The first named storm of the Atlantic hurricane season threatened on Saturday to veer toward the Gulf of Mexico within days, posing a new threat to containment and cleanup of the worst U.S. oil spill in history.

Tropical Storm Alex does not currently threaten oil siphoning efforts at BP Plc.'s blown-out Macondo well, the top U.S. oil spill official said on Saturday.

That may change next week but it was too early to say where exactly the storm was headed.

The disaster, as well as implications for London-based BP, was high on the agenda for U.S. President Barack Obama and new British Prime Minister David Cameron who were holding their first meeting later on Saturday.

BP recovered about 24,550 barrels from the leaking well a mile under the ocean's surface on Friday, slightly above Thursday's haul. About two thirds was collected and the rest was flared.

That brought the total recovered from the containment systems to 413,000 barrels, BP said. But many thousands of barrels are still leaking into the sea every day.

The possible approach of Alex threatens to complicate efforts at the site of the leak, some 50 miles off the Louisiana coast, and along hundreds of miles of coastline from Louisiana to Florida.

Early on Saturday Alex had sustained winds of 40 miles per hour (65 km per hour) and was located about 250 miles southeast of Chetumal, Mexico, moving on a track that would ultimately move into the Gulf of Mexico.

We understand it's moving westerly at this time and does not threaten the site, Coast Guard Admiral Thad Allen, in charge of fighting the disaster, told reporters. BP could be forced to suspend containment efforts if the storm causes gale-force winds at the site off Louisiana.

Heavy, sustained onshore winds could also push the massive oil slick into fragile coastlines with more ferocity than has been seen so far.

In Grand Isle, Louisiana, a tiny village jutting out into the Gulf of Mexico, residents anxiously awaited updates on the path of the storm, now in the western Caribbean.

If it comes and it's somewhat severe, you might as well say goodbye to Grand Isle, said Pam Brooks, 50. The oil will get thrown up and coat everything.

Hurricanes have been a looming threat since the Deepwater Horizon drilling rig sunk in 5,000 feet of water on April 22, two days after an explosion and fire killed 11 workers.

The Atlantic hurricane season runs from June 1 to November 30, and meteorologists predict this year will be a very active one -- in part because of warmer than normal sea surface temperatures in the tropical Atlantic.
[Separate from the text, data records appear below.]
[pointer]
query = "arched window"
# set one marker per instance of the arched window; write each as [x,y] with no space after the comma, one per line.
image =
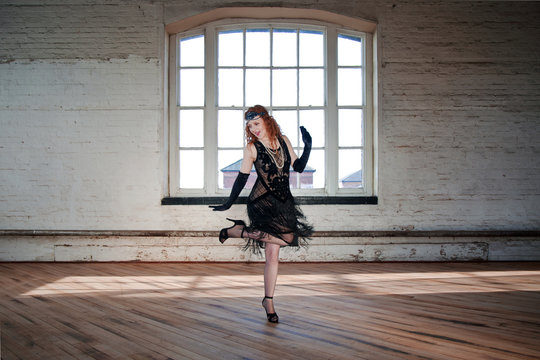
[311,73]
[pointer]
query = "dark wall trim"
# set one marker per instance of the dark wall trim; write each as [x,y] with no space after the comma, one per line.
[210,233]
[302,200]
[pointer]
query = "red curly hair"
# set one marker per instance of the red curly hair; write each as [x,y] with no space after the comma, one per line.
[272,128]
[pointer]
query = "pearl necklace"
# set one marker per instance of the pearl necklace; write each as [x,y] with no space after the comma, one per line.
[276,152]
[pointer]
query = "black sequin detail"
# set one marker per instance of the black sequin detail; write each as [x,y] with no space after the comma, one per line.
[271,207]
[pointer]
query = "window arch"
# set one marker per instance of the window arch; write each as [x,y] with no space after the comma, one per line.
[306,72]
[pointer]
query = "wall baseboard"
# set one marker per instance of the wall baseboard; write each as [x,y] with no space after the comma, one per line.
[331,246]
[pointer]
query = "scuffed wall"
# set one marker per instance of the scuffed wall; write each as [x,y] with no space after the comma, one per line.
[82,117]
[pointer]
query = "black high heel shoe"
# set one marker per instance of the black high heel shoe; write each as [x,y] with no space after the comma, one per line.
[273,316]
[223,235]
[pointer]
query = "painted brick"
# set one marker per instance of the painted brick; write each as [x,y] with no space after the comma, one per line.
[82,109]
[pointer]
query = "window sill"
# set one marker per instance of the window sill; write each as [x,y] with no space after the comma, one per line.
[302,200]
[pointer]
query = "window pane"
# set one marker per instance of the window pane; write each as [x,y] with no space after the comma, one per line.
[284,47]
[350,127]
[191,128]
[230,48]
[311,48]
[191,87]
[350,168]
[316,166]
[231,85]
[257,86]
[258,47]
[349,50]
[288,123]
[284,87]
[313,121]
[311,87]
[350,87]
[229,162]
[191,169]
[230,128]
[192,51]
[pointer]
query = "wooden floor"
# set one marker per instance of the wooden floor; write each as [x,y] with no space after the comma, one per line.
[327,311]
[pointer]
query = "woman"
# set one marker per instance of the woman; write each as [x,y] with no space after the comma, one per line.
[275,220]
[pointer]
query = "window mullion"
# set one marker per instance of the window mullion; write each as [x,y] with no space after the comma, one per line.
[332,112]
[210,112]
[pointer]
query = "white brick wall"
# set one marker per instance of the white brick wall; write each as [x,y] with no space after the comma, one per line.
[81,117]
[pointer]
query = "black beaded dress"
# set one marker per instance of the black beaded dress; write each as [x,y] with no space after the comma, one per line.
[271,207]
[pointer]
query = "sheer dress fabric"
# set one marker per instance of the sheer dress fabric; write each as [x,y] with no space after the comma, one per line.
[271,207]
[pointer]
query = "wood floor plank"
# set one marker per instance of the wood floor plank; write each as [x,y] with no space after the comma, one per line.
[327,311]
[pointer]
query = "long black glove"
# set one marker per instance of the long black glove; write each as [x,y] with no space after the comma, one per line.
[239,184]
[300,163]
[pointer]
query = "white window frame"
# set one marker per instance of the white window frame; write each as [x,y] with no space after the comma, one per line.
[330,30]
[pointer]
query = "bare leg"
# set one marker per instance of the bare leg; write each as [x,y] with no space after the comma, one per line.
[270,274]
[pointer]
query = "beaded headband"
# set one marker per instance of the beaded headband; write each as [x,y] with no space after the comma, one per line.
[250,115]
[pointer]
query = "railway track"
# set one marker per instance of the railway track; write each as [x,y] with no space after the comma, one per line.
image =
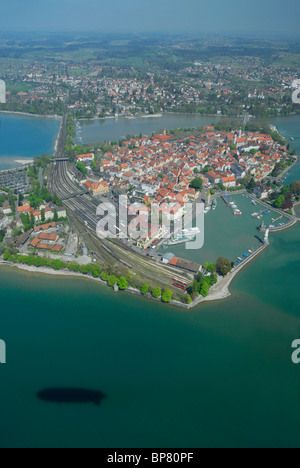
[83,208]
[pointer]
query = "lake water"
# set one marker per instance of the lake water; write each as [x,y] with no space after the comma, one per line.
[114,130]
[228,235]
[218,376]
[24,137]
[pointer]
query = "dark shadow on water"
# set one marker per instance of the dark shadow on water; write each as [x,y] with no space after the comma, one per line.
[71,395]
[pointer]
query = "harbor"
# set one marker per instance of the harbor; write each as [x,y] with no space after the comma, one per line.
[231,236]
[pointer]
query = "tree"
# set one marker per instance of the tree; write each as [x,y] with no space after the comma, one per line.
[197,184]
[6,255]
[145,289]
[188,299]
[96,271]
[112,280]
[123,283]
[295,188]
[81,167]
[156,292]
[204,289]
[104,276]
[167,295]
[279,201]
[223,266]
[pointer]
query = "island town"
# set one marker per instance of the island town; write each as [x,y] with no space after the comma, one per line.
[168,169]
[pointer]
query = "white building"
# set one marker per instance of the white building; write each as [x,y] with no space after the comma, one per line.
[2,92]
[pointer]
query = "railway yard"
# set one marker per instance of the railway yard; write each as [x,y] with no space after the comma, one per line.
[111,253]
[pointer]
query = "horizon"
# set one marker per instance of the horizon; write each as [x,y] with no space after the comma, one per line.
[156,17]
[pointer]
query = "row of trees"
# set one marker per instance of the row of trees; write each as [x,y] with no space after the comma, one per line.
[57,264]
[204,281]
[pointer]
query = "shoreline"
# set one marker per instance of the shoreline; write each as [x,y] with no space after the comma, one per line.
[27,114]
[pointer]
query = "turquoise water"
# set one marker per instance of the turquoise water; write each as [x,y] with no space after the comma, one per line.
[290,127]
[24,137]
[228,235]
[218,376]
[110,129]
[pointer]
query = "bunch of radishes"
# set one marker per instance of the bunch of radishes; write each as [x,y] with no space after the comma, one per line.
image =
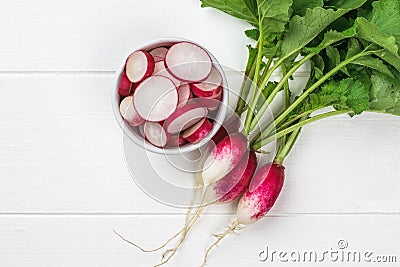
[169,93]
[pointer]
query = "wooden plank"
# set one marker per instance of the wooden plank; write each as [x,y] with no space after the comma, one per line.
[72,35]
[61,152]
[90,241]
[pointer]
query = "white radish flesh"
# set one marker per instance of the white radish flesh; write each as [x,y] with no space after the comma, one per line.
[160,70]
[176,140]
[211,86]
[224,156]
[125,86]
[129,113]
[139,66]
[184,117]
[198,132]
[155,134]
[155,98]
[188,62]
[184,94]
[159,53]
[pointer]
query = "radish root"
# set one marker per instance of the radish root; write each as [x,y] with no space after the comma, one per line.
[232,228]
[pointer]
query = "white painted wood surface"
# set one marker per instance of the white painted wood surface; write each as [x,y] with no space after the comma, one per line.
[63,182]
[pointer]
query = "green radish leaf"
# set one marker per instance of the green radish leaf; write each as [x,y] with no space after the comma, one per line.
[384,95]
[302,30]
[251,58]
[300,6]
[253,34]
[373,63]
[370,32]
[386,16]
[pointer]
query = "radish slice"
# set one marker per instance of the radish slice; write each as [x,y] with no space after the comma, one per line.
[139,66]
[129,113]
[141,130]
[125,86]
[211,103]
[184,117]
[198,132]
[159,69]
[155,134]
[188,62]
[183,94]
[176,140]
[159,53]
[211,86]
[156,98]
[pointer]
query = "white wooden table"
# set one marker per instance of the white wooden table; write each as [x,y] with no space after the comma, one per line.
[64,185]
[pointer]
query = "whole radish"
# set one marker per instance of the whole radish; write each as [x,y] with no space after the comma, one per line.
[259,198]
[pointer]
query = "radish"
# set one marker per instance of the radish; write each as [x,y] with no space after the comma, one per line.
[184,117]
[155,98]
[259,198]
[226,190]
[211,103]
[176,140]
[159,53]
[139,66]
[236,182]
[198,131]
[184,94]
[159,69]
[188,62]
[129,113]
[211,86]
[155,134]
[141,130]
[223,157]
[125,86]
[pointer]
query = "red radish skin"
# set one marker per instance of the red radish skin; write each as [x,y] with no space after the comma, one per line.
[125,85]
[210,87]
[224,157]
[184,117]
[188,62]
[176,140]
[159,53]
[155,98]
[155,134]
[237,181]
[262,193]
[198,132]
[139,66]
[211,103]
[141,130]
[184,94]
[129,113]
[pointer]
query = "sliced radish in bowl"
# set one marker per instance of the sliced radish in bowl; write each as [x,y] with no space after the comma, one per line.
[139,65]
[188,62]
[129,113]
[125,86]
[155,134]
[176,140]
[184,94]
[155,98]
[198,132]
[211,86]
[184,117]
[159,53]
[159,69]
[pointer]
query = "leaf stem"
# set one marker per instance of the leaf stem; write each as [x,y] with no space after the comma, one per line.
[294,127]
The ultimate solution to plugging the gusher still lies in a relief well being drilled by BP that is not expected to be finished for a few more weeks.


Fallout from the spill, both on the Gulf Coast region and on BP, is dominating the first meeting between Obama and Cameron since Britain's new leader took office in May. The pair will meet on the sidelines of the G8/G20 summit in Canada.
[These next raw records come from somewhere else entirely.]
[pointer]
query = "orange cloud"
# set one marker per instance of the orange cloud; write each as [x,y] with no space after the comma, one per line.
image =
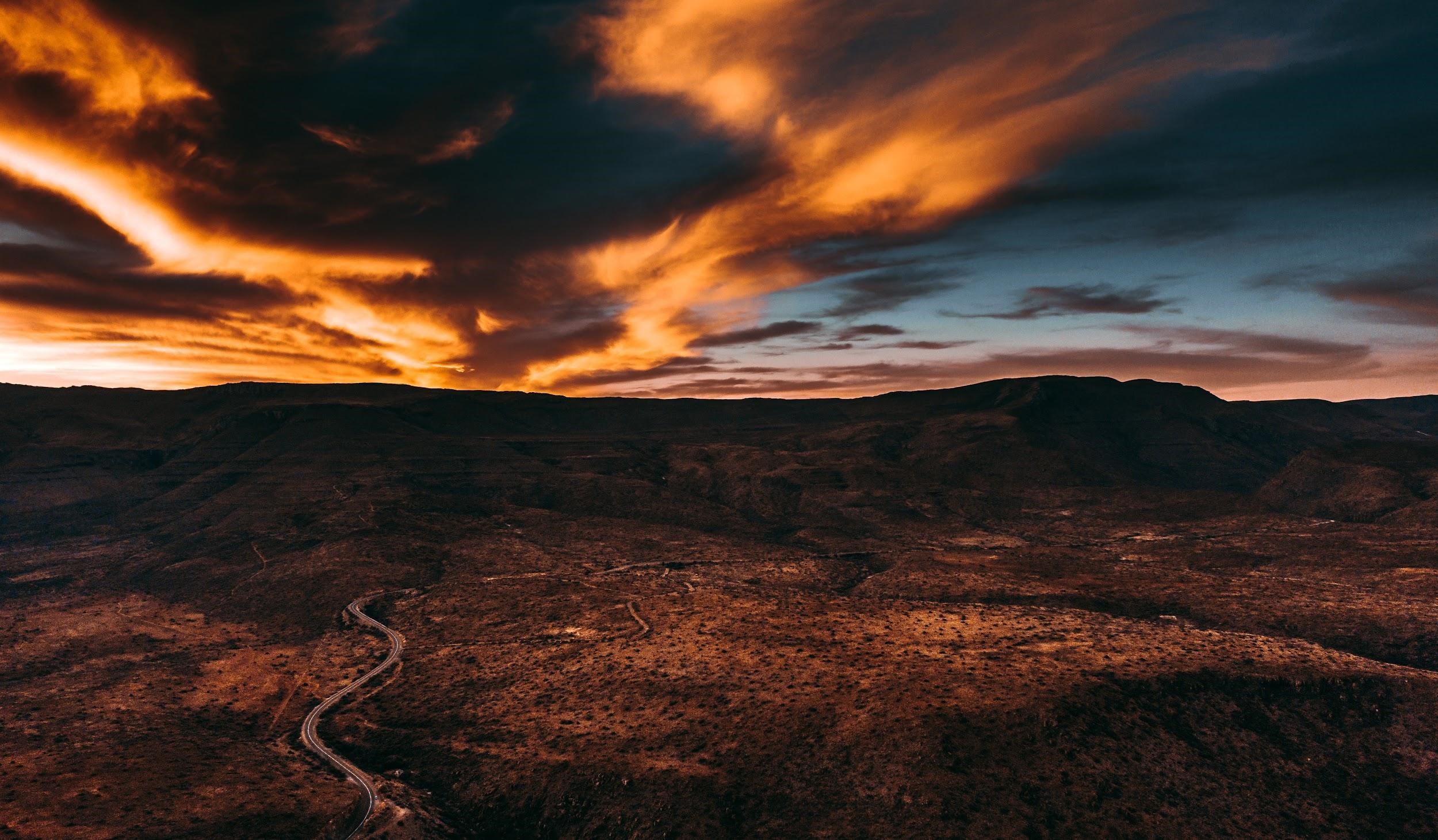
[124,75]
[123,79]
[904,145]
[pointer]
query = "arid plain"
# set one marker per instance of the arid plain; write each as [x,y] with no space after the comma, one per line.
[1053,607]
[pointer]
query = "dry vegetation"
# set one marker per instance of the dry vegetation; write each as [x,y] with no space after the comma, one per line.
[717,642]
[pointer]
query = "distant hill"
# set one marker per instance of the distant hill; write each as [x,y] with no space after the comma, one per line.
[194,459]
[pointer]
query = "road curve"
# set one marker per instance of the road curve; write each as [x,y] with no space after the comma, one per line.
[309,731]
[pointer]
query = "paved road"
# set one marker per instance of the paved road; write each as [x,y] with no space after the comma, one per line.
[309,731]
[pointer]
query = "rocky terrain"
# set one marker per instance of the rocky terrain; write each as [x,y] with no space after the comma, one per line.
[1045,607]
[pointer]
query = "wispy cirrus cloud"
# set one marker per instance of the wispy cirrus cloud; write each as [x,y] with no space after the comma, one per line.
[1076,300]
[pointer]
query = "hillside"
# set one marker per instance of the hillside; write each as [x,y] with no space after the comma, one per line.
[1027,607]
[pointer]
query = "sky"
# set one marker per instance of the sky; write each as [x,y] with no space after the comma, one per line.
[721,197]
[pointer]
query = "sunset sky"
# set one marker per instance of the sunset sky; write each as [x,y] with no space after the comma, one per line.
[721,197]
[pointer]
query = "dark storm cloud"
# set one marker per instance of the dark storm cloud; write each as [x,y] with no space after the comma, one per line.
[1355,107]
[44,278]
[888,290]
[924,344]
[1289,278]
[1076,300]
[1405,293]
[862,331]
[1213,359]
[758,334]
[461,191]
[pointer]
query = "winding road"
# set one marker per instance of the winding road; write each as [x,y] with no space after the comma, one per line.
[309,731]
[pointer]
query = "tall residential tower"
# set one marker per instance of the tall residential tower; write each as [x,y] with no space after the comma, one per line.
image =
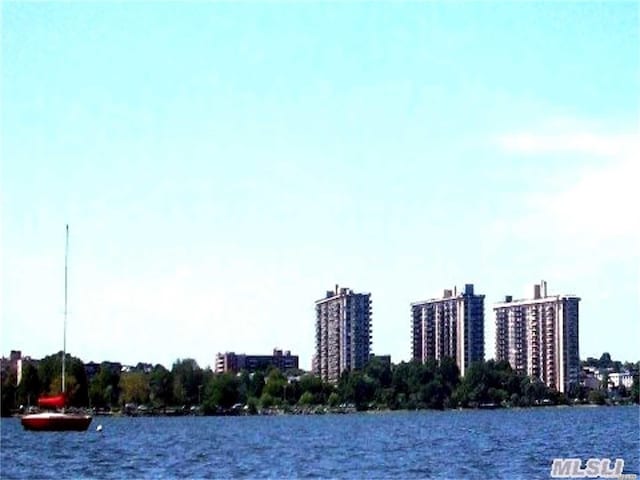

Shares in BP, the British energy giant, were trading at 14-year lows after falling sharply again on Friday, when Cameron offered his strongest comments yet on the issue.
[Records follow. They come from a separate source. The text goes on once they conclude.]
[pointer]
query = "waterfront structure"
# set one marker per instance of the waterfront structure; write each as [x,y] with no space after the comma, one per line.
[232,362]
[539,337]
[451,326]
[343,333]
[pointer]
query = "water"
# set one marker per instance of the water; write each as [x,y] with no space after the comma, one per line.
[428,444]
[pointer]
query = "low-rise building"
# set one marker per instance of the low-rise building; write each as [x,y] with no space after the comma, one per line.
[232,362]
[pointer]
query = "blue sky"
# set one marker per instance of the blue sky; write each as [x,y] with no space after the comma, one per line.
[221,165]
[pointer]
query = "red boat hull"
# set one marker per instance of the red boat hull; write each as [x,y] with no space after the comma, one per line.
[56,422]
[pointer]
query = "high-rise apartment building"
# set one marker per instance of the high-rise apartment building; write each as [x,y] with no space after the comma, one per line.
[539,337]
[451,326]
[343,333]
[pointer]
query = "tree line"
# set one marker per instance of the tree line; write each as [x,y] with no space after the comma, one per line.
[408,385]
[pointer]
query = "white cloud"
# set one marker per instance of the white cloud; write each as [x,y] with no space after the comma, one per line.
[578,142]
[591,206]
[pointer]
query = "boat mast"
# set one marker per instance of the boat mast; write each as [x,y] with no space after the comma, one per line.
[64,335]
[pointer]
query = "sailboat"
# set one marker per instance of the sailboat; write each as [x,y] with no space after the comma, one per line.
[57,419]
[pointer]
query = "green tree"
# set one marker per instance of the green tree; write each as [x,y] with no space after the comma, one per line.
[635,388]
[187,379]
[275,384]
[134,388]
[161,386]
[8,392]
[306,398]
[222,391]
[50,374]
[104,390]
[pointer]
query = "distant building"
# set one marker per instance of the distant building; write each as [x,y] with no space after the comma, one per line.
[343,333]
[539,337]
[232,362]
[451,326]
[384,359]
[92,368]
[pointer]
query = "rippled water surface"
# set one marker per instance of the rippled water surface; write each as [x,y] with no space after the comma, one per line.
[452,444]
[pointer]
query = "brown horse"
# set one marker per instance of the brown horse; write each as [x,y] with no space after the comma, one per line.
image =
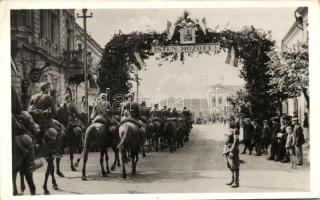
[170,132]
[130,141]
[22,161]
[74,135]
[100,134]
[156,132]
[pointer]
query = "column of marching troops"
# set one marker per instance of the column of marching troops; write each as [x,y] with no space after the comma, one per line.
[44,129]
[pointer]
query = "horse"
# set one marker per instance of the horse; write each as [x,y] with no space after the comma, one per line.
[50,151]
[101,134]
[130,140]
[157,131]
[22,161]
[74,135]
[170,132]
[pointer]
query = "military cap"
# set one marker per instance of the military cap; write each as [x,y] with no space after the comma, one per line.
[44,85]
[24,142]
[284,116]
[231,117]
[295,119]
[51,133]
[67,96]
It is ... in all our long-term interests that there is some clarity, some finality, to all of this, so that we don't at the same time see the destruction of a company that is important for all our interests, Cameron told Canadian broadcaster CBC.

This is a vital company for all of our interests. ... BP itself wants to cap the well and clean up the spill and compensate those who have had damages, Cameron said.

Obama has been highly critical of BP while his own poll ratings have fallen, in part because of perceptions that his handling of the crisis has been too slow.

Investors are fretting about the potential costs to BP, which include but are not limited to a $20 billion compensation fund it set up under intense political pressure.

BP has added $5 billion to its available credit to ensure it has enough money to meet the cost of the spill, according to a story on the Wall Street Journal's website.

London's Guardian newspaper reported on Saturday that Tony Hayward, BP's gaffe-prone chief executive, had met with top investors in London to outline plans for the company's future.

One investor said Hayward appeared to have recovered from his disappointing appearance in front of a U.S. Congressional committee and would receive the necessary support.

Meanwhile, news emerged that the U.S. federal judge who overturned a six-month ban on new deepwater drilling in the Gulf sold holdings in U.S. oil major ExxonMobil hours before making the ruling.

Judge Martin Feldman sold stock in Exxon, worth $15,000 or less, before he issued a ruling that called the administration's moratorium arbitrary and capricious and likely to cause irreparable harm to companies operating in the Gulf of Mexico's oilfields.

The disaster, now into its 68th day, is taking a mounting toll on fishing and tourist industries in the Gulf and threatens to wreak havoc on a grand scale on coastal ecosystems and wildlife.

About one-third of U.S. federal waters in the Gulf of Mexico remain closed to fishing.

Crews on Grande Isle early on Saturday scraped oil off the beach with tractors and shovels. A wall of rocks right on the water's edge sat coated in a thin brown goo.

We don't even go to the beach anymore, said Zackery Santiny, 18. We don't want to see the oil.